La
page
blanche

La revue n° 65 poètes de service

poètes de service

Bruno Giffard

Conçu à Porrentruy (côté paternel), né à Chicoutimi (côté maternel), juste avant les années 80, Bruno Giffard habite le centre-ville de Québec depuis longtemps. Père à temps partiel il passe maintenant les heures à poursuivre un bac multi en criminologie et dépendances, après les petits boulots... Ces poèmes proviennent d’un projet de recueil.

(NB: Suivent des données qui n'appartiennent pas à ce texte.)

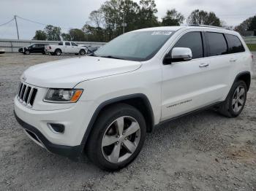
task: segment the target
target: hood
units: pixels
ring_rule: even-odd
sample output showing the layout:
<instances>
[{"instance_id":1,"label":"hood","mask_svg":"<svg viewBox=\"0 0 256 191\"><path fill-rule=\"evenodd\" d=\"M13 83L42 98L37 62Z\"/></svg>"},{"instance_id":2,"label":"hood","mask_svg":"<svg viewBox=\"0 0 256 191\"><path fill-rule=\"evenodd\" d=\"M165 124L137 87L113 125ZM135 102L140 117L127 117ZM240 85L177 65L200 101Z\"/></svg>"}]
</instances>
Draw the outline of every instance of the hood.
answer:
<instances>
[{"instance_id":1,"label":"hood","mask_svg":"<svg viewBox=\"0 0 256 191\"><path fill-rule=\"evenodd\" d=\"M21 80L43 87L72 88L78 83L138 69L140 62L83 56L37 64L29 68Z\"/></svg>"}]
</instances>

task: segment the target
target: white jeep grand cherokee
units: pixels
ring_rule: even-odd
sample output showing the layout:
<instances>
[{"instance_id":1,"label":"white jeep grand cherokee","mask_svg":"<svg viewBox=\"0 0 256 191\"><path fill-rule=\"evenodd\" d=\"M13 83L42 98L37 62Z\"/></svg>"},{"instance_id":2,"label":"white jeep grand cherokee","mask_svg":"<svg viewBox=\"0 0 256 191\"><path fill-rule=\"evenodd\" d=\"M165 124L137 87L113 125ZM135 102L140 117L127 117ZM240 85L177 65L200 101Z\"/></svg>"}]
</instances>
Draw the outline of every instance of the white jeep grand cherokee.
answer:
<instances>
[{"instance_id":1,"label":"white jeep grand cherokee","mask_svg":"<svg viewBox=\"0 0 256 191\"><path fill-rule=\"evenodd\" d=\"M207 26L132 31L94 54L30 67L15 114L49 152L86 152L113 171L138 155L157 125L215 106L229 117L244 106L252 55L241 36Z\"/></svg>"}]
</instances>

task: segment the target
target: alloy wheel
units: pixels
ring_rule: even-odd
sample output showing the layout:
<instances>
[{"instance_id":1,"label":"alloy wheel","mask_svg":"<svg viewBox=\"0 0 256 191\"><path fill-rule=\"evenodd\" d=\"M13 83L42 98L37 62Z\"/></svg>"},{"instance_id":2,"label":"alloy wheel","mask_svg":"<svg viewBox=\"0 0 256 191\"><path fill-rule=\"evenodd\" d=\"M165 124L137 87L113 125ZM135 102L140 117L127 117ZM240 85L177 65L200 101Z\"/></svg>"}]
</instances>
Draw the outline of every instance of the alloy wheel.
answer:
<instances>
[{"instance_id":1,"label":"alloy wheel","mask_svg":"<svg viewBox=\"0 0 256 191\"><path fill-rule=\"evenodd\" d=\"M136 150L140 139L140 128L132 117L115 120L108 127L102 141L105 158L113 163L128 159Z\"/></svg>"}]
</instances>

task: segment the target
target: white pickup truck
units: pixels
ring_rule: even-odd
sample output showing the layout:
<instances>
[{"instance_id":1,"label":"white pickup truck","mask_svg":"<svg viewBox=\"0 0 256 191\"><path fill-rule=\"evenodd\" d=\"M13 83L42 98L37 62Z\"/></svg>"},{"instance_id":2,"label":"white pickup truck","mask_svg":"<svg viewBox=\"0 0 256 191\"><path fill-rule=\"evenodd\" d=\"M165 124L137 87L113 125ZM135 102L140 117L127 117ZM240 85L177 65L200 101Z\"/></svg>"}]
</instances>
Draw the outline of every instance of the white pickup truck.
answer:
<instances>
[{"instance_id":1,"label":"white pickup truck","mask_svg":"<svg viewBox=\"0 0 256 191\"><path fill-rule=\"evenodd\" d=\"M64 54L85 55L86 48L79 46L73 42L60 42L58 45L47 45L45 47L45 52L52 55L60 55Z\"/></svg>"}]
</instances>

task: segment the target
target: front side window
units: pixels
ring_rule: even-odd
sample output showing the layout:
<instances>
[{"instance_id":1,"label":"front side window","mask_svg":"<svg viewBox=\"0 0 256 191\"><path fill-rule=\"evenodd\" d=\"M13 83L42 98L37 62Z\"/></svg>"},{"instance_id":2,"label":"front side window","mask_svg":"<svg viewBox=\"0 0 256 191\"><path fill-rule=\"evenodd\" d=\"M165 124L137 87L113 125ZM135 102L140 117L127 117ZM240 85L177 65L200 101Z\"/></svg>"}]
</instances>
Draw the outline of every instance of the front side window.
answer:
<instances>
[{"instance_id":1,"label":"front side window","mask_svg":"<svg viewBox=\"0 0 256 191\"><path fill-rule=\"evenodd\" d=\"M192 52L192 59L203 57L203 46L201 32L189 32L185 34L175 44L174 47L190 48Z\"/></svg>"},{"instance_id":2,"label":"front side window","mask_svg":"<svg viewBox=\"0 0 256 191\"><path fill-rule=\"evenodd\" d=\"M93 55L143 61L152 58L173 35L170 31L135 31L119 36Z\"/></svg>"},{"instance_id":3,"label":"front side window","mask_svg":"<svg viewBox=\"0 0 256 191\"><path fill-rule=\"evenodd\" d=\"M227 44L223 34L206 32L209 46L209 56L227 54Z\"/></svg>"},{"instance_id":4,"label":"front side window","mask_svg":"<svg viewBox=\"0 0 256 191\"><path fill-rule=\"evenodd\" d=\"M245 51L245 49L238 36L231 34L225 34L228 44L229 53L238 53Z\"/></svg>"}]
</instances>

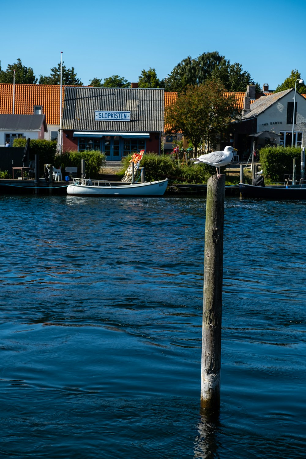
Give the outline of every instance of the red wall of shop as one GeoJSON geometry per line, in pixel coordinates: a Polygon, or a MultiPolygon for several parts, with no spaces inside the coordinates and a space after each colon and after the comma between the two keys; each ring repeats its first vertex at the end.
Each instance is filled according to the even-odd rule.
{"type": "MultiPolygon", "coordinates": [[[[146,141],[147,153],[153,152],[158,154],[160,151],[159,145],[160,135],[159,132],[150,133],[150,139],[146,141]]],[[[71,151],[78,150],[78,138],[72,138],[72,132],[69,131],[64,131],[63,132],[63,151],[71,151]]]]}
{"type": "Polygon", "coordinates": [[[63,131],[63,151],[78,150],[78,137],[72,139],[72,134],[69,131],[63,131]]]}

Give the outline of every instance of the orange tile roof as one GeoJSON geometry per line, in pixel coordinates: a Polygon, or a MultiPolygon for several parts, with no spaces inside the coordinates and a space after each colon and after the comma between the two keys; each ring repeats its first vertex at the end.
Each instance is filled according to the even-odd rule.
{"type": "MultiPolygon", "coordinates": [[[[60,124],[59,84],[15,84],[15,114],[33,115],[34,105],[41,105],[47,124],[60,124]]],[[[63,101],[64,100],[64,86],[63,101]]],[[[0,114],[13,112],[12,83],[0,84],[0,114]]]]}

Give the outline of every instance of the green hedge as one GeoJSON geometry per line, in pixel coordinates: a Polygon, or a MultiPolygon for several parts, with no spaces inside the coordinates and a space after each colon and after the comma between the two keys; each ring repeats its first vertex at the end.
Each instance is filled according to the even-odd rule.
{"type": "MultiPolygon", "coordinates": [[[[25,139],[15,139],[13,146],[22,147],[26,146],[27,140],[25,139]]],[[[33,161],[35,155],[39,157],[39,168],[43,171],[44,164],[55,164],[55,157],[57,151],[57,142],[56,140],[46,140],[32,139],[30,140],[29,161],[33,161]]]]}
{"type": "Polygon", "coordinates": [[[295,158],[297,174],[300,160],[301,149],[298,147],[269,146],[259,151],[260,162],[265,179],[271,183],[284,182],[285,174],[292,174],[293,158],[295,158]]]}
{"type": "MultiPolygon", "coordinates": [[[[123,168],[120,174],[128,168],[131,159],[131,155],[122,158],[123,168]]],[[[182,178],[182,180],[171,178],[174,183],[205,183],[213,173],[213,171],[216,171],[215,168],[211,168],[206,164],[184,165],[179,168],[178,161],[173,160],[170,156],[159,156],[150,152],[144,155],[140,166],[145,167],[145,179],[147,181],[162,180],[166,175],[170,178],[175,177],[182,178]]]]}
{"type": "MultiPolygon", "coordinates": [[[[25,139],[15,139],[13,146],[24,148],[25,139]]],[[[81,173],[81,160],[85,160],[85,170],[86,177],[97,179],[99,177],[100,168],[105,165],[105,155],[100,151],[90,150],[86,151],[65,151],[60,155],[57,150],[56,140],[31,139],[30,140],[29,161],[33,161],[35,155],[39,157],[39,174],[44,172],[44,164],[52,164],[62,170],[63,178],[66,166],[77,167],[81,173]]]]}

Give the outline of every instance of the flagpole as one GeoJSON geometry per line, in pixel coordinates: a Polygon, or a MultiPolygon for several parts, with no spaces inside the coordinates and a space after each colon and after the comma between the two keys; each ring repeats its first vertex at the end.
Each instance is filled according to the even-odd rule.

Quelques hommes détachent leurs mots qui s’enroulent avec les bouffées de cigarette sur une courte distance avant de succomber à l’infini – éclosion du seuil.

*

Le serment rose du talon des femmes sarcle une certitude finie d’asphalte. 

*

Jours pareils à du bois mort jeté dans la gueule du poêle

*

La bouche dégage ses rêves
jets filandreux sur la page

Je lance
l’étoffe noire
des mots

rien qu’une présence
qui n’ose partir
de peur que le reste
s’écroule :
les poutres
avec le dialogue

 

notre bouche médite
ce goût d’impuissance
sur des tronçons
de parole

un appel à l’aide
signerait
le départ du souffle

*

Tu te mêles à l’encre courante
par irréfragable espoir
de courir enfin
la veine du paysage

tes seins
prennent des airs de fleurs
dans le désert

sur un fil idyllique
de cerf-volant
mon immensité claque

à la dérive de toi
mémoire affabulée
je me rafistole

*

Je m’accoude
l’horizon fixe aujourd’hui
juste au bord du vide
mes pensées

 

Compter les étoiles
endormir la mort

Le miroir demain regardera
mon inquiétude au teint impersonnel

*

Souvent au milieu d’un terrain vague
debout, l’air de rien
cherchant à toucher au ciel    
la forme du nuage

  

J’apprends encore à lire le recul, alors que s’arme mon hurlement. 
Défense hystérique de peindre le paysage des doigts, 
par la pulpe s’y enfoncer.

*

Magnifique désolation – cette grisaille larmoyante d’automne. La subsistance du vert tourne au brouillard. Des variations crépusculaires s’inoculent sous une plaque d’espace. Les branches nagent à travers charges d’air, et leurs feuillages frissonnent jusque derrière ton front.

*

La tête repose dans une maladie qui rend invisible le lit des idées. Une ville enserre avec un savoir psychiatrique l’horizon au fond duquel elle se dépose. Constante patience de mire précipitée.
Reste aux yeux à divaguer une mer d’espace – avec des fleurs lumineuses qui passent devant un amphithéâtre de cendres figées. Ouvertures en variations grimaçantes.
Au bord du monde la silhouette des songes tremble, à faire le guet – un carré de trottoir tient lieu d’île. Noués au ventre par des départements de froideur, mes poings dans leur quiétude colérique tracent un embryon de prière. Je pense alors à tes lèvres – ailes sur les degrés thoraciques.

*

Tes yeux par le détail me déraillent le cœur.

Mais à ton visage, l’immunité du rayonnement.

La qualité douloureuse du plaisir m’arrête devant des valeurs d’avant le fer. Alors que ma foudre fouille tes lamentations, touche par les entrailles au nid électrique des assises rocheuses.